Each galaxy cluster offers just one moment of the collision. By themselves, they don’t paint a full picture.
“Now that we have studied so many more collisions, we can start to piece together the full movie and better understand what is going on,” said team member Richard Massey.
By watching galaxy clusters collide, researchers can narrow down what exactly dark matter is. When galaxy clusters collide, the gas clouds surrounding galaxies smash into each other and slow down or even stop. Galaxies don’t really slow down because of the huge gaps between the stars within them.

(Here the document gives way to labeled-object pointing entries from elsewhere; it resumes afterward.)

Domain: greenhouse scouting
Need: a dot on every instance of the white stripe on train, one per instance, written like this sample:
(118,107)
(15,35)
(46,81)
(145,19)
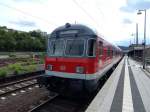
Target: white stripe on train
(96,75)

“We know how gas and stars react to these cosmic crashes and where they emerge from the wreckage. Comparing how dark matter behaves can help us to narrow down what it actually is,” said the study’s lead author David Harvey of the École Polytechnique Fédérale de Lausanne (EPFL) in Switzerland.
Here’s what the researchers found. Like galaxies, dark matter sees little effects from the collision. That means dark matter doesn’t interact with visible particles, and its interaction with other dark matter is a lot less than researchers thought.
This discovery helps researchers narrow down the properties of dark matter. Plus, particle physics theorists have fewer options of what dark matter is when building their models. We still don’t know what dark matter is, but we now know more about what it isn’t.
The new findings rule out anything that would cause a strong frictional force during collisions.
“There are still several viable candidates for dark matter, so the game is not over. But we are getting nearer to an answer,” said Harvey. “These astronomically large particle colliders are finally letting us glimpse the dark world all around us, but just out of reach.”
The next step for researchers studying collisions of individual galaxies.
The Large Hadron Collider’s Hunt for Dark Matter
One of the popular theories on dark matter is that it could be made up of ‘supersymmetric’ particles. Supersymmetry theorizes that all particles in our Standard Model have more massive ‘supersymmetric’ partner.
One of the things LHC will be looking for as it fires back up, is evidence of supersymmetry.
The hunt for dark matter continues, but researchers are making progress. The latest findings give researchers looking in space and at the LHC a few more clues on their quest for the elusive matter.